According to the present invention, as shown in FIG. 2(a), position error data is divided into regions corresponding to the slit width unit a, and each of the thus divided regions is collected in a predetermined number. Divide into multiple blocks.

Since each adjacent region has substantially the same error pattern, even if a predetermined number of a plurality of patterns are grouped together, the accuracy of the data is hardly affected. The size of this block corresponds to the compression degree of the data, and the larger the number of areas in one block, the higher the data compression rate.

This compression ratio may be determined based on the required accuracy, cost, etc.

Next, the average error pattern of the error patterns gl-gn within each block set in this manner is determined.

For example, the waveform C in FIG. 2(b) shows the average error pattern of the error patterns in block l.

Next, since the average error pattern C also includes the average value of the shift error, in order to remove the shift error, this shift error is subtracted to obtain the average error pattern d1.

That is, in this embodiment, as will be described later, the shift error e
In order to calculate the average value for each area without averaging for each block, the average error pattern d (interpolation error correction amount) and shift error correction amount are separated. The average error pattern d1 obtained in this manner is stored in a storage means such as a RAM as an average interpolation error pattern representative of the interpolation error of block l. The blocks 2 and subsequent blocks shown in FIG. 2(a) are processed in the same way, and the average interpolation error pattern d2. d3.・
...and compress all data across scale.

Next, in order to correct the interpolation error, when the count value of the counter 5 indicates the position of each block, the average interpolation error pattern of the block is read out from the storage means, and the average interpolation error pattern of the block is read out from the measurement signal from the measurement amplifier 4. Its average interpolation error pattern d
By calculating and removing , it is possible to obtain a signal with the interpolation error corrected.

Next, a shift error correction method according to the present invention will be explained.

As shown in FIG. 2, for the shift error e, the average value of the shift error with respect to a predetermined scale origin b (FIG. 4) is determined for each area a. This average value is calculated for each area on the scale, and the shift error average value el-
Find en. The shift error average value obtained in this manner is stored in the storage means.

Next, in order to correct the shift error, when the count value of the counter 5 indicates the position of each area a, the average shift error value of the area is read out from the storage means and calculated from the measurement signal from the measurement amplifier 4. By removing this, a signal with the shift error corrected can be obtained.

In the present invention, the above-described interpolation error correction and shift error correction may be performed in combination, and in this case, the average interpolation error pattern d and the shift error average value are determined from the measurement signal from the measurement amplifier 4. By removing both of e, it is possible to obtain a signal in which interpolation errors and shift errors are corrected at the same time.

The measurement using the laser length measuring device to detect the above-mentioned error only needs to be performed once when the linear scale is installed to create correction data, and from then on, it is stored in the computer 11 when the linear encoder is used. The error is corrected using the corrected data and the measurement signal of the linear encoder.

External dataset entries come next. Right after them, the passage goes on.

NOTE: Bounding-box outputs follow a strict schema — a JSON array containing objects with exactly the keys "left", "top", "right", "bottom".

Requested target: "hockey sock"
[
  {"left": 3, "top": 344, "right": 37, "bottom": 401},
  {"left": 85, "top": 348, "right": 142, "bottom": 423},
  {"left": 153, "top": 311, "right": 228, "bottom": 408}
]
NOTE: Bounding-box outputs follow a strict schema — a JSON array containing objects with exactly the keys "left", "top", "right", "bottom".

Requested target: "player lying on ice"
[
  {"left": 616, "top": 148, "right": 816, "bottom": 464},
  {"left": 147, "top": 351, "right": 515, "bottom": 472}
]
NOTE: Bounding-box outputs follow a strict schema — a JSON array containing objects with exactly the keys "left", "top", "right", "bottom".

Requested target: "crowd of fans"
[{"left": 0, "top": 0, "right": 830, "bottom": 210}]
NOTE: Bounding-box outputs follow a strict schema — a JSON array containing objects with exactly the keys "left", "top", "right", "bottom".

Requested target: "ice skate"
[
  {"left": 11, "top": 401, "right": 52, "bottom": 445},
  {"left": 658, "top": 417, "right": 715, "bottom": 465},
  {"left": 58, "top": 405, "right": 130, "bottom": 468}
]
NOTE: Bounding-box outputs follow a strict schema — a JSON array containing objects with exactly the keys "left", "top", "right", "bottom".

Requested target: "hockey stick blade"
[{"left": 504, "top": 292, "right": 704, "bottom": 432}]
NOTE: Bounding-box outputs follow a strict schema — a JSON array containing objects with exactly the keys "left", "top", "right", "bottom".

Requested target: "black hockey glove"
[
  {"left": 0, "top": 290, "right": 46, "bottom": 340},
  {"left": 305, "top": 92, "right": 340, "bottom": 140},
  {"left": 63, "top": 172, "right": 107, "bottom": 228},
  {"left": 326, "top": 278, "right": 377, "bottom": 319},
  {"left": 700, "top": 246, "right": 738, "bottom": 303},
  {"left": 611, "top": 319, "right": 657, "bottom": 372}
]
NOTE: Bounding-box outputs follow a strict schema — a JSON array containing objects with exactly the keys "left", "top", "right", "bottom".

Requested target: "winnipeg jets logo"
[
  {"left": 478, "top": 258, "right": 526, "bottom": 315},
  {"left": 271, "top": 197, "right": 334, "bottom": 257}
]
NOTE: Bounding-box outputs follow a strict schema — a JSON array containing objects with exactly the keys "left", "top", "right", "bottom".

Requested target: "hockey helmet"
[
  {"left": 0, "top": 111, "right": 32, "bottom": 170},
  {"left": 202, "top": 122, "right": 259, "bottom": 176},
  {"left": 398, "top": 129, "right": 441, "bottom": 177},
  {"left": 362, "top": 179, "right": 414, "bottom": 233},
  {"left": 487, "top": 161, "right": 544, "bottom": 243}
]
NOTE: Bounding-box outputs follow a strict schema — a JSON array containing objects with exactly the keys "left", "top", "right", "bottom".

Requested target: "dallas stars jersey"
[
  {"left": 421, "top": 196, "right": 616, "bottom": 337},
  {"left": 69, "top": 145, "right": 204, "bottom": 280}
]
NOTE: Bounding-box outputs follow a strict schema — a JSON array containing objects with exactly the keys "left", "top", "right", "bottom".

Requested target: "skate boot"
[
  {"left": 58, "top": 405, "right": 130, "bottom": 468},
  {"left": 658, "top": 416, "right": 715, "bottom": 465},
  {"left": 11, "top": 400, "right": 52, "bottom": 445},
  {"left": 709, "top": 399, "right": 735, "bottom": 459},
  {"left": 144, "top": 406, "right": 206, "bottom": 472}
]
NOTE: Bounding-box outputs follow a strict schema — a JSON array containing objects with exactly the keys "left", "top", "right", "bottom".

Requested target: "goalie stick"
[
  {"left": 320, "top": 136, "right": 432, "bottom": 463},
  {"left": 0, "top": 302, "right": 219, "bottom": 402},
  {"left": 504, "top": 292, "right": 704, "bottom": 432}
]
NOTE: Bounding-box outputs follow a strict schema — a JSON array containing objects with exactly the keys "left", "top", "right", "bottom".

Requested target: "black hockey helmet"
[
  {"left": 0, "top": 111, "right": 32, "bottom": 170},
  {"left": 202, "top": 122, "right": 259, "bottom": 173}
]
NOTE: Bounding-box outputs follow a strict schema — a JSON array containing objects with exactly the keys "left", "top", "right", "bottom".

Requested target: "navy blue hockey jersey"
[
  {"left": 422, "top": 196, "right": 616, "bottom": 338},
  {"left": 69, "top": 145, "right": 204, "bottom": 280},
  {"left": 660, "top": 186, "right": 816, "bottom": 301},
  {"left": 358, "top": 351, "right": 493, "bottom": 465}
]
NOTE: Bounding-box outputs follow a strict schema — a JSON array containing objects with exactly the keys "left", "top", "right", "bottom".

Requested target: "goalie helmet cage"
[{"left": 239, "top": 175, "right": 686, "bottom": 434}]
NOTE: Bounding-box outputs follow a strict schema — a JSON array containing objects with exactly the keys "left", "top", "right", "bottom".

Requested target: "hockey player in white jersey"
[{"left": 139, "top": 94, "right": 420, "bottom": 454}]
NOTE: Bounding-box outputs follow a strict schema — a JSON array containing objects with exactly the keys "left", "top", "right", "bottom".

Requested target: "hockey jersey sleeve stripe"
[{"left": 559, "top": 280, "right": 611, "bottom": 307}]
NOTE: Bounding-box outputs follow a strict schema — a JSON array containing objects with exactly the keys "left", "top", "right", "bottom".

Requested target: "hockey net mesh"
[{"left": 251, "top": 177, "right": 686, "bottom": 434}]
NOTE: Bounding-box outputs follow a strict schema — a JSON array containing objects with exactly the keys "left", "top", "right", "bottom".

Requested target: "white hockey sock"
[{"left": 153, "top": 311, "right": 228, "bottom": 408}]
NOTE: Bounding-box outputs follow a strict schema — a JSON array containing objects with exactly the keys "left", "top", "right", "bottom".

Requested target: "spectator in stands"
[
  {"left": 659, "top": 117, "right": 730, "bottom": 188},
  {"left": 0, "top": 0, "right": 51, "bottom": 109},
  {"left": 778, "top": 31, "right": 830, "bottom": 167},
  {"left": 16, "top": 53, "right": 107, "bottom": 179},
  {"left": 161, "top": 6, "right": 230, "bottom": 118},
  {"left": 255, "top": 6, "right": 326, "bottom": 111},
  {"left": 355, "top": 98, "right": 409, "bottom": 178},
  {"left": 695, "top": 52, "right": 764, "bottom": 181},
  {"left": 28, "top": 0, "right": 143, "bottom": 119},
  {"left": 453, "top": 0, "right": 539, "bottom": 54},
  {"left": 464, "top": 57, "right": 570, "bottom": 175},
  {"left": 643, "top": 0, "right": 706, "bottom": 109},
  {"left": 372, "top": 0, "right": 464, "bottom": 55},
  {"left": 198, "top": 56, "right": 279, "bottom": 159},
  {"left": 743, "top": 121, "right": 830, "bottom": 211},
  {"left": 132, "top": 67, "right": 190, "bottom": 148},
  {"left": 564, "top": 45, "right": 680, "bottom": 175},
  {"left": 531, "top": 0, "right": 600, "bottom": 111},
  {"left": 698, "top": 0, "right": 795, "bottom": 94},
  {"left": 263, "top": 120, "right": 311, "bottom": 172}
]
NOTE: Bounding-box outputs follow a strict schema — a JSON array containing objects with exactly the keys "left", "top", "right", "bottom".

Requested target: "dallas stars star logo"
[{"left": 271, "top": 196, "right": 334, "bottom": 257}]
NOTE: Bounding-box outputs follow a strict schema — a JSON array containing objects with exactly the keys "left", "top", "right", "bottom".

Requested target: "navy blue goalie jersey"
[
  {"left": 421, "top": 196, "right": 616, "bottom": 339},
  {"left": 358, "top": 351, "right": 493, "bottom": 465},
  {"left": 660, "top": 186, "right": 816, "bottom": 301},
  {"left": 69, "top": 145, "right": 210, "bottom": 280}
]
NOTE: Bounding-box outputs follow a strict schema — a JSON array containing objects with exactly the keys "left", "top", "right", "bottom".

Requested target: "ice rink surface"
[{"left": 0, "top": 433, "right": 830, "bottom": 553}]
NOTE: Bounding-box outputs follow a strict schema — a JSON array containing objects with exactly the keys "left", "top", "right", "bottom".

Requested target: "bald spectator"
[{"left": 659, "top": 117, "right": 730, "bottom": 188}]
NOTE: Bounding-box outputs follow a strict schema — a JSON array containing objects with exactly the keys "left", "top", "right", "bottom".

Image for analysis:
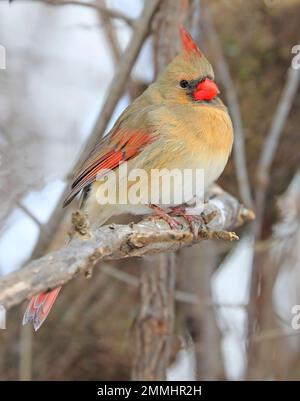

In the above embodiment, the average value of the shift error was calculated for each area a, but if necessary, it may be calculated for each block.
In this case, it is not necessary to separate the shift error correction data and the interpolation error correction data as described above, and the average interpolation error pattern d shown in FIG. 2(c) is not needed as the interpolation error correction data. It is only necessary to find the average error pattern C in (b).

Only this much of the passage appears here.